Progestin compound segesterone acetate, which would be combined with testosterone, is currently marketed for the use of hormonal contraception, and for the treatment of endometriosis.
A new National Institutes of Health (NIH)-funded clinical trial will evaluate a new male contraceptive concept that could provide a medium between condoms and vasectomy procedures.
A male contraceptive gel formulation, developed by the Population Council and the NIH Eunice Kennedy Shriver National Institute of Child Health and Human Development (NICHD) team, will be assessed for its ability to prevent pregnancy in an upcoming trial involving up to 420 couples.
NES/T (Nesterone), a progestin compound segesterone acetate in combination with testosterone, was designed to block natural testosterone production in the testes, thereby reducing men’s sperm production to low or nonexistent rates. The medication is currently approved in the US for use as a hormonal contraceptive, as well as for the treatment of endometriosis.
The investigative gel is absorbed through the skin, once applied to the back and shoulders.
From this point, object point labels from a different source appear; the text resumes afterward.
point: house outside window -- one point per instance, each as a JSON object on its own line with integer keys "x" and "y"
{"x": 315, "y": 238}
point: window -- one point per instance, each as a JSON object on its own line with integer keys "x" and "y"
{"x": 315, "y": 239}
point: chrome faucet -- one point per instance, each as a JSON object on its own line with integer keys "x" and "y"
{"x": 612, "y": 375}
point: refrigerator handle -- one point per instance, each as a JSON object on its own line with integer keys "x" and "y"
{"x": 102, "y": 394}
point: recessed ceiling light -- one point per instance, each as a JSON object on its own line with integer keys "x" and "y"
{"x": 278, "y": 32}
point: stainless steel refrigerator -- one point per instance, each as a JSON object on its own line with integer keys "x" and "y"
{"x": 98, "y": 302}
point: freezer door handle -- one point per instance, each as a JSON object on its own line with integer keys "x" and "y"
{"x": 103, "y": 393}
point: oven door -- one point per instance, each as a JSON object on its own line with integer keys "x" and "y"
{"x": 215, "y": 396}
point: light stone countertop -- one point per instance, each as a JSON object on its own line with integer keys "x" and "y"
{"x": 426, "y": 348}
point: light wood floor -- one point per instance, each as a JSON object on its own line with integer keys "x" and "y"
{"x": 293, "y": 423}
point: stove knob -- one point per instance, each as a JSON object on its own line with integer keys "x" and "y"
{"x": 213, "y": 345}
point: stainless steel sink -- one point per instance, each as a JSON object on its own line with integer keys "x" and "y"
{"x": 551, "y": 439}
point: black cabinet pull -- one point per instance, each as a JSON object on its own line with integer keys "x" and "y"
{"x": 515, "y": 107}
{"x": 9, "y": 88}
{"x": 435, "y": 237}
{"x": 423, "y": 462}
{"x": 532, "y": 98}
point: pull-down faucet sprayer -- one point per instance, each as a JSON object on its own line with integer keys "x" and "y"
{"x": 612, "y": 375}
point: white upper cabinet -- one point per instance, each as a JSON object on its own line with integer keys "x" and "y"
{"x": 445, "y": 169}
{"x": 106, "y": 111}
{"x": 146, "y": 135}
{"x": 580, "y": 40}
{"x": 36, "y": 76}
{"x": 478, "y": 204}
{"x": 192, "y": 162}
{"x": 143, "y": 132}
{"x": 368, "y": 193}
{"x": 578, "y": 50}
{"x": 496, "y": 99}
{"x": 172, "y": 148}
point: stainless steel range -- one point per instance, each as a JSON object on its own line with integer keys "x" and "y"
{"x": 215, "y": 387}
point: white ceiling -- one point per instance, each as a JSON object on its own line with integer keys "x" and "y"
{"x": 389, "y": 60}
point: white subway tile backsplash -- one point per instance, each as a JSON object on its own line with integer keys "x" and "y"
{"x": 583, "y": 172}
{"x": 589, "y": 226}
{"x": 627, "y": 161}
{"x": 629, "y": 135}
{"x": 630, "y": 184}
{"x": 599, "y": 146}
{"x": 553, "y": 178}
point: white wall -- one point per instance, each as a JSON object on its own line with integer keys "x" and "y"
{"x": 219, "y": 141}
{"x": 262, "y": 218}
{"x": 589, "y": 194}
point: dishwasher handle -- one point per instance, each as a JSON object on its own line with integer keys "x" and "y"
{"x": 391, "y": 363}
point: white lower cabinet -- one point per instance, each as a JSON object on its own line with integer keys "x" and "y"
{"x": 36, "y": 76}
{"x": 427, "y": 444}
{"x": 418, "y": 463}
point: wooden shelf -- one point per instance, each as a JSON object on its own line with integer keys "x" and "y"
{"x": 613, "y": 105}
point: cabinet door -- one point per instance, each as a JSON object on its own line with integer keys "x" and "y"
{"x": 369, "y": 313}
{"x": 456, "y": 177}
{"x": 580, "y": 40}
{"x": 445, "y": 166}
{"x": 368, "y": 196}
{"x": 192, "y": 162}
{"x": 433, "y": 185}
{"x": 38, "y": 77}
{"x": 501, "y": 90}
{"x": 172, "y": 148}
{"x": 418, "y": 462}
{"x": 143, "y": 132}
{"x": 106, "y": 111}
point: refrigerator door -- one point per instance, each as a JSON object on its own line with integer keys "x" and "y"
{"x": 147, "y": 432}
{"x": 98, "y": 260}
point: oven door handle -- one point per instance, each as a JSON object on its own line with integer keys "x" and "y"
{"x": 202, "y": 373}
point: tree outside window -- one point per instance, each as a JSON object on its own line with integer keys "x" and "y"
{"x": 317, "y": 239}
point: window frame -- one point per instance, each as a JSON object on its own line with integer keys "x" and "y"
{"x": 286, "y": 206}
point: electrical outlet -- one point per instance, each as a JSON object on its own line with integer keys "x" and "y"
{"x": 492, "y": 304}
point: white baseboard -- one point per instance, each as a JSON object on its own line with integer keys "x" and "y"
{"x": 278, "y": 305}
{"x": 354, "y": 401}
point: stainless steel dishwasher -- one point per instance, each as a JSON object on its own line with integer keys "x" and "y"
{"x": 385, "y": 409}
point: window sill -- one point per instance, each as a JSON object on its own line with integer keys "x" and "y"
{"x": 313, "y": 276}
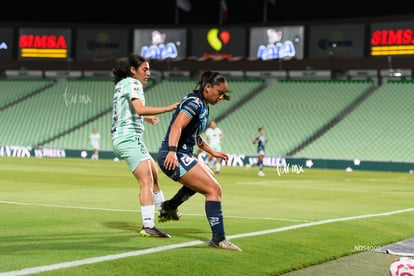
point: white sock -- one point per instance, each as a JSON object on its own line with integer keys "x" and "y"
{"x": 147, "y": 213}
{"x": 158, "y": 199}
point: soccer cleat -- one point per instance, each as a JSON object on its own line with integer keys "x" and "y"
{"x": 153, "y": 232}
{"x": 168, "y": 213}
{"x": 225, "y": 244}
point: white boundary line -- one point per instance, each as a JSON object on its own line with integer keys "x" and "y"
{"x": 39, "y": 269}
{"x": 132, "y": 211}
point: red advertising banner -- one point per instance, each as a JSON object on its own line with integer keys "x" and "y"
{"x": 392, "y": 39}
{"x": 44, "y": 43}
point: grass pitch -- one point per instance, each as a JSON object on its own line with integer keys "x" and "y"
{"x": 81, "y": 217}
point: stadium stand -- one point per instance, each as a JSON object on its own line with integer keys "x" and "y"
{"x": 303, "y": 118}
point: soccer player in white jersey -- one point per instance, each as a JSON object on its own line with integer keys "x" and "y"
{"x": 128, "y": 116}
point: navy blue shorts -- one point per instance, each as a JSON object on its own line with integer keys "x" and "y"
{"x": 185, "y": 163}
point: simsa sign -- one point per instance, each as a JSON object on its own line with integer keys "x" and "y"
{"x": 391, "y": 39}
{"x": 44, "y": 43}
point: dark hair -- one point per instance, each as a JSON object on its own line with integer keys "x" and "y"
{"x": 213, "y": 78}
{"x": 122, "y": 66}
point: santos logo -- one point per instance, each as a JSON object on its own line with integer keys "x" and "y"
{"x": 3, "y": 46}
{"x": 217, "y": 39}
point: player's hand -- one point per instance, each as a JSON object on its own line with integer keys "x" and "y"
{"x": 171, "y": 161}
The prospective, phase 2b study—which will be conducted at a pair of NICHD Contraceptive Clinical Trials Network sites in Los Angeles and Seattle, will observe the NES/T gel in male volunteers for 4-12 weeks. The once-daily formulation will be observed for tolerability and unforeseen side effects, as well as sperm levels. Participants will continue the gel treatment for up to 16 weeks if sperm levels have not adequately declined.
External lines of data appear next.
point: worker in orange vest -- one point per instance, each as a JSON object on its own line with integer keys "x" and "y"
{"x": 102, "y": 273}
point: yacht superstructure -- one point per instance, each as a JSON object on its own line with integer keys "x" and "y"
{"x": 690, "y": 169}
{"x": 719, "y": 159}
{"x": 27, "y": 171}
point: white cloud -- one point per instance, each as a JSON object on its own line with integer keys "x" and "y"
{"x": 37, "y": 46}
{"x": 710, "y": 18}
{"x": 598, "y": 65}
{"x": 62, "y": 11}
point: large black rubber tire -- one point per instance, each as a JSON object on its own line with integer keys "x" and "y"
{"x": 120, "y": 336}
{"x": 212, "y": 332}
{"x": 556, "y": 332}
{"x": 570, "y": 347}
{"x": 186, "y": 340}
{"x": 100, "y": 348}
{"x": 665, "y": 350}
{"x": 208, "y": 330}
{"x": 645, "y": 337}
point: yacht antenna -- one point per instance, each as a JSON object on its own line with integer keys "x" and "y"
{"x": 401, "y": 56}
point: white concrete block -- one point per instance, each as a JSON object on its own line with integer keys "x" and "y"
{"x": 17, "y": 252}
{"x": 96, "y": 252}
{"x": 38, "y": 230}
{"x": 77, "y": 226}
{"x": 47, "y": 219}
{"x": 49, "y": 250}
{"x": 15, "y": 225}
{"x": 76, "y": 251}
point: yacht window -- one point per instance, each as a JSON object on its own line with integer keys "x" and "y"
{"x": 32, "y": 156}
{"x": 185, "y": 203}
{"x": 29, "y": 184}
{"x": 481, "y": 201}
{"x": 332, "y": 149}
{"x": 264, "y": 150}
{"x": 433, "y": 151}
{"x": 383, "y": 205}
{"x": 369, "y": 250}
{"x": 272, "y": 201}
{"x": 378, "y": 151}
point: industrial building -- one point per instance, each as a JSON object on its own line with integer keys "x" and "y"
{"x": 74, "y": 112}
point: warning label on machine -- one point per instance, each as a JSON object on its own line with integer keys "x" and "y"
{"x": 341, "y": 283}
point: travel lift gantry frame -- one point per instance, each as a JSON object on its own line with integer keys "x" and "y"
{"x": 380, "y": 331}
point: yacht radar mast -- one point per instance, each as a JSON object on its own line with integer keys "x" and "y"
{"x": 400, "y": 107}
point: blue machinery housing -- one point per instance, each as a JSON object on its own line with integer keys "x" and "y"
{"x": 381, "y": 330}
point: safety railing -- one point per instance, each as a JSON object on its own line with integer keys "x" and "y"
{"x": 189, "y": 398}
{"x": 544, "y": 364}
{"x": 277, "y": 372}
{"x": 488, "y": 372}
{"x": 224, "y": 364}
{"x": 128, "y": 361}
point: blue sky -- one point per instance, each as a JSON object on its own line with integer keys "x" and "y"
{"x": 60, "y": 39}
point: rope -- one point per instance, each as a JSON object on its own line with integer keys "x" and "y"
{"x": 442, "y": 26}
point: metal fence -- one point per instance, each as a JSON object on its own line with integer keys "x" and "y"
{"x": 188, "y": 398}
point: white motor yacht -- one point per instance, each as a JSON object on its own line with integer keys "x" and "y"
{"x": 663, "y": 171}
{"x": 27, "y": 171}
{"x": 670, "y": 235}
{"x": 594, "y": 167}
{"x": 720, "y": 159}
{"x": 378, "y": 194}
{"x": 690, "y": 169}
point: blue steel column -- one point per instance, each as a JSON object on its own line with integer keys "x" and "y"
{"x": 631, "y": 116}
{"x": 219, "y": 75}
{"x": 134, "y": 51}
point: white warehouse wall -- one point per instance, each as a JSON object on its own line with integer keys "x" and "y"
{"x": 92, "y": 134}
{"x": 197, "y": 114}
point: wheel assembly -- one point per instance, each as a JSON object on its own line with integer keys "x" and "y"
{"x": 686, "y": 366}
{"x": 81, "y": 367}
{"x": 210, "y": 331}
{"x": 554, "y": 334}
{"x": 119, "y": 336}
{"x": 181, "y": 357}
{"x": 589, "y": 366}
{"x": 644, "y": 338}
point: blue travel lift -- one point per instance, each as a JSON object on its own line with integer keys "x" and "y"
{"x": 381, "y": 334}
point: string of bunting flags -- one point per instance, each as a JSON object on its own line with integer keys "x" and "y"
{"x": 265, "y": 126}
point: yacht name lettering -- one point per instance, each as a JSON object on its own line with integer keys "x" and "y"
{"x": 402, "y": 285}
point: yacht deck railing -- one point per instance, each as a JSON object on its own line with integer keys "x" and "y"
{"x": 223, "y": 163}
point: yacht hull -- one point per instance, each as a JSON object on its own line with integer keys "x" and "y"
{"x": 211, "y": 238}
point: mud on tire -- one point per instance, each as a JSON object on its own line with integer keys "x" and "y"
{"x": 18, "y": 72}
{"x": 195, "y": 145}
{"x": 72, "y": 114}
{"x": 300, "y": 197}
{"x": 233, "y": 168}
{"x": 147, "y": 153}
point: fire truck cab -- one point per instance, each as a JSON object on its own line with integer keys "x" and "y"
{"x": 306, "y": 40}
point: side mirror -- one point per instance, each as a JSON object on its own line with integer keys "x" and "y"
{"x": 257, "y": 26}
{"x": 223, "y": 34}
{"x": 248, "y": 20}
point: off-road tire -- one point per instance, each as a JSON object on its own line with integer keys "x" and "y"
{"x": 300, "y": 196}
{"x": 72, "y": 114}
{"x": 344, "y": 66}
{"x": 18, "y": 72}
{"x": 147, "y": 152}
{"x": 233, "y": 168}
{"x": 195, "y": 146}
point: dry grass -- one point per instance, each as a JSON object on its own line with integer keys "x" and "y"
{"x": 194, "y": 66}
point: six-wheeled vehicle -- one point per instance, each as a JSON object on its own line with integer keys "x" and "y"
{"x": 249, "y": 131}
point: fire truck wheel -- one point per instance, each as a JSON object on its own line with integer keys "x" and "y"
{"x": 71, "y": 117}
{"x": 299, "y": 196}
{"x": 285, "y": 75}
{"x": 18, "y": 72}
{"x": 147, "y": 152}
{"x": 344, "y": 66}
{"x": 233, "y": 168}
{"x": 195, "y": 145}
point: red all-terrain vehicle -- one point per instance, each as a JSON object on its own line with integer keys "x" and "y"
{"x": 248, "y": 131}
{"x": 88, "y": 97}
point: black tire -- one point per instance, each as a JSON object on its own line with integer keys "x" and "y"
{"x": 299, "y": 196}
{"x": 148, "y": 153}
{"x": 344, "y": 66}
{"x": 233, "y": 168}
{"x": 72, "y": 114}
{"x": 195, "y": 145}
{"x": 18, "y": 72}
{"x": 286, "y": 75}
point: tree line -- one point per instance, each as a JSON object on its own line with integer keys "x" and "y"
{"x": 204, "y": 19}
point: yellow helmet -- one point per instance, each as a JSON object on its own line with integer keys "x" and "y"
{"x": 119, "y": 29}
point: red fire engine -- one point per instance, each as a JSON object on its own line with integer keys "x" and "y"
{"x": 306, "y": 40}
Once participant’s sperm levels reach a level sufficient to deem the gel as having been contraceptive, they will enter a 52-week trial phase, wherein the couple will solely rely on the gel for contraceptive measures.
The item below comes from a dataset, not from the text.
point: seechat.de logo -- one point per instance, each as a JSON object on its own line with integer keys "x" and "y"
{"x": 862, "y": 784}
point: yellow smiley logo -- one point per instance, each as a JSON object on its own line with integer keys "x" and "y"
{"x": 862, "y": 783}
A supplemental 24-week observation period will be conducted once participants discontinue the formulation.
The NIH did not immediately reply to request for comment on the study. Investigator and NICHD Contraceptive Development Program chief Diana Blithe, PhD, noted in a statement how many women are incapable of using hormonal contraception, while men’s methods are severely limited.
“A safe, highly effective and reversible method of male contraception would fill an important public health need,” Blithe said.
According to the study’s page on ClinicalTrials.gov, its anticipated primary endpoint completion date is July 2021.